Baca berita tanpa iklan. Gabung Kompas.com+

Jika Gagal Patuhi Aturan Deforestasi UE, Indonesia Bisa Rugi Rp 50 Triliun

Kompas.com, 24 Oktober 2024, 10:59 WIB
Faqihah Muharroroh Itsnaini,
Bambang P. Jatmiko

Tim Redaksi

JAKARTA, KOMPAS.com- Kementerian Pertanian (Kementan) menilai Indonesia bisa rugi hingga Rp 50 triliun per tahun, jika tidak berhasil mematuhi kebijakan European Union Deforestation Regulation (EUDR) atau Aturan Deforestasi Uni Eropa. 

Ketua Tim Kerja Pemasaran Internasional, Ditjen Perkebunan, Kementan, Muhammad Fauzan Ridha menyampaikan bahwa Uni Eropa adalah pasar penting bagi ekspor sawit Indonesia, yang menyumbang sekitar 10 persen dari total ekspor sawit nasional.

"Ekspor sawit Indonesia sebesar 10 persen ke Eropa akan terdampak, manakala pemenuhan kriteria (EUDR) ini belum terpenuhi. Diperkirakan Indonesia akan kehilangan Rp 20-50 triliun per tahun apabila kita tidak bisa masuk pasar Eropa," ujar Fauzan dalam diskusi daring, Rabu (23/10/2024). 

Baca juga:

Ia menilai, jika Indonesia belum bisa memenuhi kriteria kebijakan EUDR yang ditentukan dalam waktu mendatang, ada kemungkinan Eropa akan mengalihkan impor minyak sawit ke Malaysia. 

"Yang saat ini, tentu saja walaupun (Malaysia) secara produksi masih jauh di bawah kita, baru setengahnya. Tetapi Malaysia bisa dibilang sudah dapat dibilang patuh terhadap EUDR," imbuh dia. 

Sebagai informasi, aturan EUDR mewajibkan perusahaan-perusahaan yang mengekspor produk ke Uni Eropa untuk menjamin produk mereka bebas dari deforestasi dalam rantai pasokannya.

Adapun implementasi EUDR yang awalnya direncanakan pada awal 2025, kemungkinan akan diundur hingga 2026.

Oleh karena itu, penerapan yang mundur dinilai dapat memberikan waktu tambahan bagi pemerintah dan para pelaku usaha untuk mempersiapkan diri. Namun, penundaan ini tetap menghadirkan tantangan bagi keberlanjutan industri kelapa sawit di Indonesia.

Masih hadapi tantangan

Untuk memasuki pasar Eropa, perusahaan harus dapat memastikan produk yang diekspor bebas dari deforestasi atau degradasi hutan, dengan cara memetakan dan melacak rantai pasok hingga hulu. 

Hal ini menjadi tantangan utama yang dihadapi adalah para petani kecil, yang merupakan tulang punggung industri kelapa sawit.

Petani kecil sering kali kesulitan dalam memenuhi persyaratan yang ditetapkan oleh EUDR, seperti sistem ketelusuran (traceability) dan pencatatan data yang akurat. 

"Petani agak gamang, karena selain bisa memproduksi, mereka juga harus melakukan pencatatan dari sisi hasil produksi, dikaitkan dengan data activity-nya.
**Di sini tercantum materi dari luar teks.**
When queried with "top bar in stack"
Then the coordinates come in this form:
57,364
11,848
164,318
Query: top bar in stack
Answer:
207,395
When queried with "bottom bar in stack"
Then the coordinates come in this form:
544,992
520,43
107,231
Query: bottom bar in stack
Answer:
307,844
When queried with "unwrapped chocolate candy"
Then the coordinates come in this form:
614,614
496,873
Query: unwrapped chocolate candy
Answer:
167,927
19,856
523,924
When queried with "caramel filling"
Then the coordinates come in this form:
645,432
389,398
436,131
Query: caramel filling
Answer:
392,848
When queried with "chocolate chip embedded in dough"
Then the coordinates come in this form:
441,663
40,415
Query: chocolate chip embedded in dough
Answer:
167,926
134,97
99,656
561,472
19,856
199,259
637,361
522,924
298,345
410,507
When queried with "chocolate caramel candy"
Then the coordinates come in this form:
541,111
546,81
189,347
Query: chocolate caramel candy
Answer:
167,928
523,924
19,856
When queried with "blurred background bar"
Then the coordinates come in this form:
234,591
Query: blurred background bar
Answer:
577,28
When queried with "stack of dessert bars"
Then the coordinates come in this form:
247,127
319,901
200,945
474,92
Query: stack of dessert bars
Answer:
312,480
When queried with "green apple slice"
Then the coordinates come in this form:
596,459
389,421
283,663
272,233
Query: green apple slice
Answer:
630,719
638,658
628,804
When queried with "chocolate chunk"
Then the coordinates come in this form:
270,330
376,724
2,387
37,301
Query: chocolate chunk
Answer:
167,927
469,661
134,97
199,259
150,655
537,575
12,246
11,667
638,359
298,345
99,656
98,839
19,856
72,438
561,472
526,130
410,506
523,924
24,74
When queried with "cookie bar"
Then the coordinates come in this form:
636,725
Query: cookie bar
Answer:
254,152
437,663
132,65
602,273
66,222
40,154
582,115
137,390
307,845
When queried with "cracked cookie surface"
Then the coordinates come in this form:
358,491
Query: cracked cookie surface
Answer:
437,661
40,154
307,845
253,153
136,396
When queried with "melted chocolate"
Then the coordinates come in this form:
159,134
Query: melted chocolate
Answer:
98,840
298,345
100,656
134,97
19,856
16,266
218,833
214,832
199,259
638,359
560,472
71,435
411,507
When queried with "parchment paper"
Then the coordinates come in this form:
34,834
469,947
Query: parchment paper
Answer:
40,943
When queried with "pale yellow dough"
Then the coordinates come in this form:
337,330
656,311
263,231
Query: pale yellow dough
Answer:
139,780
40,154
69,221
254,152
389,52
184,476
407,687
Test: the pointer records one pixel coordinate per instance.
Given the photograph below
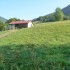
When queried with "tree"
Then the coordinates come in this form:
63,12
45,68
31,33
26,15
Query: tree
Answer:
1,26
12,19
59,15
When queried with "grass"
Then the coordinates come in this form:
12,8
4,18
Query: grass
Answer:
45,46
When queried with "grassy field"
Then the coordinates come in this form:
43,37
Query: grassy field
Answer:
45,46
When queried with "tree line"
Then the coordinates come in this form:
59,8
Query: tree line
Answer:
58,15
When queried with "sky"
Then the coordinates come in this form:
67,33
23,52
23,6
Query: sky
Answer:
29,9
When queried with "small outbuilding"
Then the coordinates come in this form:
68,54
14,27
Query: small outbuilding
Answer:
20,24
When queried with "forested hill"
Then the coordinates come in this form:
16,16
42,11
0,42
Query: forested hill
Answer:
3,19
66,10
50,17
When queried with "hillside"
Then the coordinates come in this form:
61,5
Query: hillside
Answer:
3,19
66,10
42,47
50,17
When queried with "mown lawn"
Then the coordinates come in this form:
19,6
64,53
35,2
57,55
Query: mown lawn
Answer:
45,46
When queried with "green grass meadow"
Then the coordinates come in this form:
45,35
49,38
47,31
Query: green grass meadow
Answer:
45,46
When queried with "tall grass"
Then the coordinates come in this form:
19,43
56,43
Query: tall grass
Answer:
45,46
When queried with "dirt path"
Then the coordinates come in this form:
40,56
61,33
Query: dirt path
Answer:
7,33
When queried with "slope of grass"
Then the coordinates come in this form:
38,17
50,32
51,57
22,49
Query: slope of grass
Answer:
45,46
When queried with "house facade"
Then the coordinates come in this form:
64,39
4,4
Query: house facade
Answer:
20,24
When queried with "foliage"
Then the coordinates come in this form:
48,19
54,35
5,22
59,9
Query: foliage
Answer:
1,26
58,14
12,19
46,18
42,47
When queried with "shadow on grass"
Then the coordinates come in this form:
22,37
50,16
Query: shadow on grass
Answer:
35,57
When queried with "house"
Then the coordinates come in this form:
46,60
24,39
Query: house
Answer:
20,24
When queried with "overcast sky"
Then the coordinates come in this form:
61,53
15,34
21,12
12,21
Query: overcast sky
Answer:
29,9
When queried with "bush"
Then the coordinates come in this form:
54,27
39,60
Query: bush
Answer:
1,26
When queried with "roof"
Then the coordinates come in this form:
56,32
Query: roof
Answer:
20,22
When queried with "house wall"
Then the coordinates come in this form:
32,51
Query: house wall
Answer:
30,24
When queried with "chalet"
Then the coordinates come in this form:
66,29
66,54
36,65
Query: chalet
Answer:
20,24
Ini ke depan yang harus ada langkah baru agar pencatatan dilakukan oleh petani," tutur dia. 

Baca juga:

Ia menilai, para petani kecil masih enggan melaporkan penelusuran maupun pendataan proses produksi sawit, karena sejumlah hal. Antara lain maraknya penipuan data pribadi yang menyebabkan para petani sulit melaporkan data diri mereka, hingga kendala minim literasi digital. 

Oleh karena itu, kata Fauzan, pemerintah serta industri perlu memberikan dukungan lebih dalam bentuk pelatihan, akses teknologi, dan insentif finansial agar petani kecil dapat beradaptasi dengan persyaratan yang ada.

"Nanti arahnya apakah mungkin kita melakukan insentif ke pelaku pengusaha, manakala kita tekan pembiayaan dari traceability tersebut," ungkapnya. 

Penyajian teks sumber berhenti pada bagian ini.